Copy Number Variation

By: Suzanne Clancy, Ph.D. © 2008 Nature Education
Citation: Clancy, S. (2008) Copy number variation. Nature Education 1(1)

Copy number variations (CNVs) have been linked to dozens of human diseases, but can they also represent the genetic variation that was so essential to our evolution?

 

The postulated 99.9% genetic identicalness of all humans has been recently called into question due to an improved understanding of structural variations in human DNA. While most initial studies of genetic variation concentrated on individual nucleotide sequences, investigators have also found that large-scale changes occur in many locations throughout the genome. These insertions, deletions, inversions, and duplications result in changes in the physical arrangement of genes on chromosomes. Indeed, for as long as cytogeneticists have studied chromosomes under microscopes, they have observed variations in chromosomal structure. These scientists have noted such anomalies as aneuploidy (abnormal chromosome number), translocations of material from one chromosome to another, large-scale deletions and insertions, fragile sites, and variations in the size of the Y chromosome (Feuk et al., 2006).

The duplication of the Bar gene in Drosophila was one of the earliest structural variations to be linked to a phenotype. Seventy years ago, this variation was shown to cause the eye field of affected flies to be much narrower than that of flies with wild-type eyes (Bridges, 1936). In yet another example of a phenotypic link to a chromosomal anomaly, in humans, the duplication of part or all of chromosome 21 has been associated with Down syndrome. This duplication may be the result of nondisjunction or of translocation.

More recently, both aneuploidy and chromosomal translocations have been causally implicated in human cancers. These changes usually arise in individual somatic cells.

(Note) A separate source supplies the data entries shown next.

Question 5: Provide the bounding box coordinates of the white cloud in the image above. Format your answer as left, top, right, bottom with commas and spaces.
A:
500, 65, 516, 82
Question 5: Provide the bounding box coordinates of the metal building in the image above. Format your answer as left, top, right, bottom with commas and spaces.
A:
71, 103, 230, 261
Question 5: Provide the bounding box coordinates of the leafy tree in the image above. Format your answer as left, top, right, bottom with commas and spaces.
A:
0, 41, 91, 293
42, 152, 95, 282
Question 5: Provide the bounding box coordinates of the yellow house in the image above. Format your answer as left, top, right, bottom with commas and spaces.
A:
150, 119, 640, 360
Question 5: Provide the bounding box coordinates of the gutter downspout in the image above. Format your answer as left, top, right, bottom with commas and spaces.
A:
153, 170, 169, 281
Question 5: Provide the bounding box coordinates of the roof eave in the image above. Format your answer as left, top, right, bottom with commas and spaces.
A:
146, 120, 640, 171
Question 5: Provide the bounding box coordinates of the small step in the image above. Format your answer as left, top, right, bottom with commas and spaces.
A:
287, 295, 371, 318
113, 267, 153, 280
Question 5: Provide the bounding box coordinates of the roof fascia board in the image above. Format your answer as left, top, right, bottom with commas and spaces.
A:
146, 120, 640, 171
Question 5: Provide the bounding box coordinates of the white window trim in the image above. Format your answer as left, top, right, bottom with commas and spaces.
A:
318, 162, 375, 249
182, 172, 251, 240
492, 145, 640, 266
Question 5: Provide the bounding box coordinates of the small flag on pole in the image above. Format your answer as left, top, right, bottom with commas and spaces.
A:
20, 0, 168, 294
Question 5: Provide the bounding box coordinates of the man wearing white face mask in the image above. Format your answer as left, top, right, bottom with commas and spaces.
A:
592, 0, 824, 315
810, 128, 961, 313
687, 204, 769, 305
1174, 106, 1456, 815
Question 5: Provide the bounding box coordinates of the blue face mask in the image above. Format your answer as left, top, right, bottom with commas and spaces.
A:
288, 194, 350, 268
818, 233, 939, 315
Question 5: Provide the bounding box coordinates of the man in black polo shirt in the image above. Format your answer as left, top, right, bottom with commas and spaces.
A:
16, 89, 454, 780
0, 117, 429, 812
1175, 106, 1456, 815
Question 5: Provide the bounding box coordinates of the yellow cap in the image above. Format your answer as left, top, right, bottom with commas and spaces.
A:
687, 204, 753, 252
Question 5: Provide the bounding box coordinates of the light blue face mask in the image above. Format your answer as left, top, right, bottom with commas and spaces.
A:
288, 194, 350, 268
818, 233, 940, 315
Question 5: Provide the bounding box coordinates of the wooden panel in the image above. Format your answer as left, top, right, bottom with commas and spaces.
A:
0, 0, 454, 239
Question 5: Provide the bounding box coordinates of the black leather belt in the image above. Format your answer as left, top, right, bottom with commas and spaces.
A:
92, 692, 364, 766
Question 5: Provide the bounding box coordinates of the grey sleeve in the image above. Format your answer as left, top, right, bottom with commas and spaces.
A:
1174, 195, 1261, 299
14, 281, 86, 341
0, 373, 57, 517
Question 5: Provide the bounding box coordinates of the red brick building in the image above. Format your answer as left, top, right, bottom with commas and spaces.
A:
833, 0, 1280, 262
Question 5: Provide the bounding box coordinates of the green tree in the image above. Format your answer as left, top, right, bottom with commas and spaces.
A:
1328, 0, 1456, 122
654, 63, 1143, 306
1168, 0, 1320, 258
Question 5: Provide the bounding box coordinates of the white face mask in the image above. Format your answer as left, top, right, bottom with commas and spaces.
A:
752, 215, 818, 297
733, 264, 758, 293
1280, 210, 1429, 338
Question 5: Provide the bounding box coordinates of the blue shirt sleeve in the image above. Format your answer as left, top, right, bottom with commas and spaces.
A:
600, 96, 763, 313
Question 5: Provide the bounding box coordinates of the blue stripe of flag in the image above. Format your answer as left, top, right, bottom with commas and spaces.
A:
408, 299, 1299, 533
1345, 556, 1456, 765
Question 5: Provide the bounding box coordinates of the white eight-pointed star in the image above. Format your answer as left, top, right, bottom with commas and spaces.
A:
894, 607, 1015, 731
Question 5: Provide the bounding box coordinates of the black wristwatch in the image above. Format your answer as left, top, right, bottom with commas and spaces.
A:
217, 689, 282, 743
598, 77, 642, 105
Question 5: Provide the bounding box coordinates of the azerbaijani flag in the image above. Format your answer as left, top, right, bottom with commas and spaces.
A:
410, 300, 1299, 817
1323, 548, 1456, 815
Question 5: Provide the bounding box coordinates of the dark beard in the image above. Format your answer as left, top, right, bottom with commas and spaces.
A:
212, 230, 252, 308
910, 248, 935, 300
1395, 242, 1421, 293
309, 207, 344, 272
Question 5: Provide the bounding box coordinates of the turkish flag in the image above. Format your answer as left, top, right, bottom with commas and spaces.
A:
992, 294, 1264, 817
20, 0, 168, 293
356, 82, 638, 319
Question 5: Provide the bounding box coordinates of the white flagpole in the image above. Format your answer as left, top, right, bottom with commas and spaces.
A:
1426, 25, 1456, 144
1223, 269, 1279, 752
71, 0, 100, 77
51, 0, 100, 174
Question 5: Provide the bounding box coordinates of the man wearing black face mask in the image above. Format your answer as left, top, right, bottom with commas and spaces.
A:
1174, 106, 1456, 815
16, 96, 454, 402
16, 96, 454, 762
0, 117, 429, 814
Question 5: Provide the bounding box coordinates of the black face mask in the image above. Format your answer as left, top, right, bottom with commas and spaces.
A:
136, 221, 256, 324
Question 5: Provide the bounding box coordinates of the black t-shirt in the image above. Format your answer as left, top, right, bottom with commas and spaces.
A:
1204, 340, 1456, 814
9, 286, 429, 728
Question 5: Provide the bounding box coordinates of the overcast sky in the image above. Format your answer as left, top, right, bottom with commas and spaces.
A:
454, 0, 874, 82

While the study of such structural variations was initially limited to individual changes that could be seen through light microscopes, the advent of new technologies has allowed identification of submicroscopic structural variations on a genome-wide scale.

Discovering and Defining CNVs

During the past several years, hundreds of new variations in repetitive regions of DNA have been identified, leading researchers to believe that copy number variations (CNVs) are as important a component of genomic diversity as single nucleotide polymorphisms (SNPs). Redon et al. (2006) defined a CNV as a DNA segment of one kilobase (kb) or larger that is present at a variable copy number in comparison with a reference genome. Some CNVs have no apparent influence on phenotype, while as many as 40 others have been definitively linked with disease. Evidence also indicates that interaction with additional genetic or environmental factors may influence whether CNVs have a detectable phenotypic effect.

CNVs have been found in all human populations, as well as in other mammalian species (Freeman et al., 2006). Perhaps the best-defined and most widely known CNVs are the trinucleotide repeats (TNRs), which consist of three nucleotides repeating in tandem. TNRs exhibit dynamic expansion and contraction in a number of disease states, such as fragile X syndrome and Huntington's disease, with the number of repeats varying in both normal and afflicted individuals. In most cases, TNRs exhibit expansion with age. Because they are inherited through families, increased copy numbers typically correlate with greater disease severity and/or earlier onset of symptoms. Contraction of TNRs has been observed less frequently than expansion, typically upon paternal inheritance (Pearson et al., 2005).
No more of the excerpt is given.